Firmé con una letra firme que no sentía en la garganta.
Salí del juzgado con un folder en la mano y el apellido todavía pegado como una costra, aunque legalmente ya todo hubiera terminado. Caminé hasta un parque, me senté y pensé: cuarenta años resumidos en unos papeles timbrados. Así de fríos se vuelven los incendios cuando los toca la burocracia.
Esa noche, al llegar a casa, encontré flores en la puerta. Pensé que eran de Jorge. Sentí rechazo antes de leer la tarjeta. Era de Ana, de Lucas y de mis nietos.
“Para la mujer más valiente de nuestra familia.”
Lloré. Pero esta vez de algo más limpio.
Un año después de la mañana de los bombones, yo era otra.
Había convertido el estudio de Jorge en mi taller. Las paredes estaban llenas de fotografías: vendedores de flores, ancianas en mercados, niños corriendo entre puestos, rostros mexicanos cargados de historia. Mis cuadros empezaban a venderse modestamente en exposiciones locales. Ya no preparaba café para nadie más que para mí. Y descubrí que eso, que parecía tan poca cosa, era una forma íntima de libertad.
Fue en una exposición de fotografía, en la Casa de la Cultura de San Ángel, donde conocí a Roberto.
Era profesor jubilado de historia, viudo, con esa clase de mirada que no invade, acompaña. Se detuvo frente a una de mis fotos: una señora vendiendo cempasúchil, sentada con una dignidad enorme bajo un toldo naranja.
—Lo que más me gusta —dijo a mi lado— es que no parece una señora vendiendo flores. Parece una reina descansando entre coronas.
Lo miré. Sonreí.
—Es exactamente lo que quise retratar.
Hablamos de fotografía. Luego de historia. Luego de libros. Después de café. Después de una película. Después de una caminata. Después de un concierto. Nadie decidió nada. Solo fuimos cayendo, con la serenidad que da la edad, en una compañía que no exigía disfraces.

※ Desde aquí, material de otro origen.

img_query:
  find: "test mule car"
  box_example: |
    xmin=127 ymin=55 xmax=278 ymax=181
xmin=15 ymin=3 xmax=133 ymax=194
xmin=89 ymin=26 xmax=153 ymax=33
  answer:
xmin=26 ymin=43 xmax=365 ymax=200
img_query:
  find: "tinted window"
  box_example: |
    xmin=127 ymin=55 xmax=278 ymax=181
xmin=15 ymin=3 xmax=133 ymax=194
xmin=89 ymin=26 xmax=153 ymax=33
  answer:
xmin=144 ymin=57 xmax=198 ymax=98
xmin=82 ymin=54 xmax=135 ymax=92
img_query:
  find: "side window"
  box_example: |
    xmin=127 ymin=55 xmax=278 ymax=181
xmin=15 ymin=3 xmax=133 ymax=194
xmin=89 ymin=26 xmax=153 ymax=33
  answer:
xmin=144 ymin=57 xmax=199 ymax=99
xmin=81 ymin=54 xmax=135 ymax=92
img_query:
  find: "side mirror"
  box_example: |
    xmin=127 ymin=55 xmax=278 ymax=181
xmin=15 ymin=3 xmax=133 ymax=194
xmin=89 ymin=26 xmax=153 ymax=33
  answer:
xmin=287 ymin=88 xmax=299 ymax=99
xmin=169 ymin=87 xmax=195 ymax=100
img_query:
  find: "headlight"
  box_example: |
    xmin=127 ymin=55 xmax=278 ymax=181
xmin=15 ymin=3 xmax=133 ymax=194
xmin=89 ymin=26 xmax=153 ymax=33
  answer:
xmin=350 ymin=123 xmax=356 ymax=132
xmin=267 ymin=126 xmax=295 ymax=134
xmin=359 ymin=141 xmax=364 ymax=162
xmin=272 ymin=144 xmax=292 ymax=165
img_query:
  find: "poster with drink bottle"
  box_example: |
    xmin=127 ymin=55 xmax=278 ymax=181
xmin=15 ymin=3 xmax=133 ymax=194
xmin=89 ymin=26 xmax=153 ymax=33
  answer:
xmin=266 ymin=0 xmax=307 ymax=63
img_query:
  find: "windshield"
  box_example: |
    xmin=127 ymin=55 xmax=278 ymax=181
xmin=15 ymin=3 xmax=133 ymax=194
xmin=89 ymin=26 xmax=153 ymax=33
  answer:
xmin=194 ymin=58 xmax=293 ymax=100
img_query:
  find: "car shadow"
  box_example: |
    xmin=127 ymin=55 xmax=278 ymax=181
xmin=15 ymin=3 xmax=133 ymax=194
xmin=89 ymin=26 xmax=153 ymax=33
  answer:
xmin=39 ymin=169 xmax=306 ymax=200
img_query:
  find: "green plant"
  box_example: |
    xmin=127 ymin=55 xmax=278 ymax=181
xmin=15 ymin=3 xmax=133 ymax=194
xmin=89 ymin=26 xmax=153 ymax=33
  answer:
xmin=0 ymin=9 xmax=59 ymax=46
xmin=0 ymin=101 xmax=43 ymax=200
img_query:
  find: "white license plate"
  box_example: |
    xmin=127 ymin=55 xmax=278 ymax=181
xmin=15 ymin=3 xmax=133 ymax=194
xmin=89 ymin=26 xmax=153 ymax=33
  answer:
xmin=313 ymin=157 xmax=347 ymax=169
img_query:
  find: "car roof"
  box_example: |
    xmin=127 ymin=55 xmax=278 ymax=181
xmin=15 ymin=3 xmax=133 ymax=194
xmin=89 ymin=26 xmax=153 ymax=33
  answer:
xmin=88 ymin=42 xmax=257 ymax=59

Roberto no quería salvarme. Y quizá por eso me hizo tanto bien.
No me hablaba como a una mujer rota, ni como a una heroína. Me hablaba como a Elena. Con curiosidad, con respeto, con alegría. Veía mis fotos de verdad. Recordaba qué vino me gustaba. Me preguntaba por mi taller. Se reía de mis chistes malos. Me ofrecía el brazo al cruzar la calle sin hacerme sentir vieja.
La primera vez que me besó fue después de un concierto de boleros. Lloviznaba. Teníamos sesenta y tantos años entre los dos y, sin embargo, yo sentí mariposas tan absurdas como a los dieciocho.
Me reí.
—¿Qué? —preguntó.
—Nada. Que la vida tiene un sentido del humor muy raro.
Él me tomó la cara entre las manos.
—Bendito sea.
Cuando les hablé de él a mis hijos, reaccionaron como reaccionan los hijos cuando descubren que la madre todavía es mujer: con sorpresa, protección y un poquito de escándalo.
—¿Ya sales con alguien? —preguntó Lucas.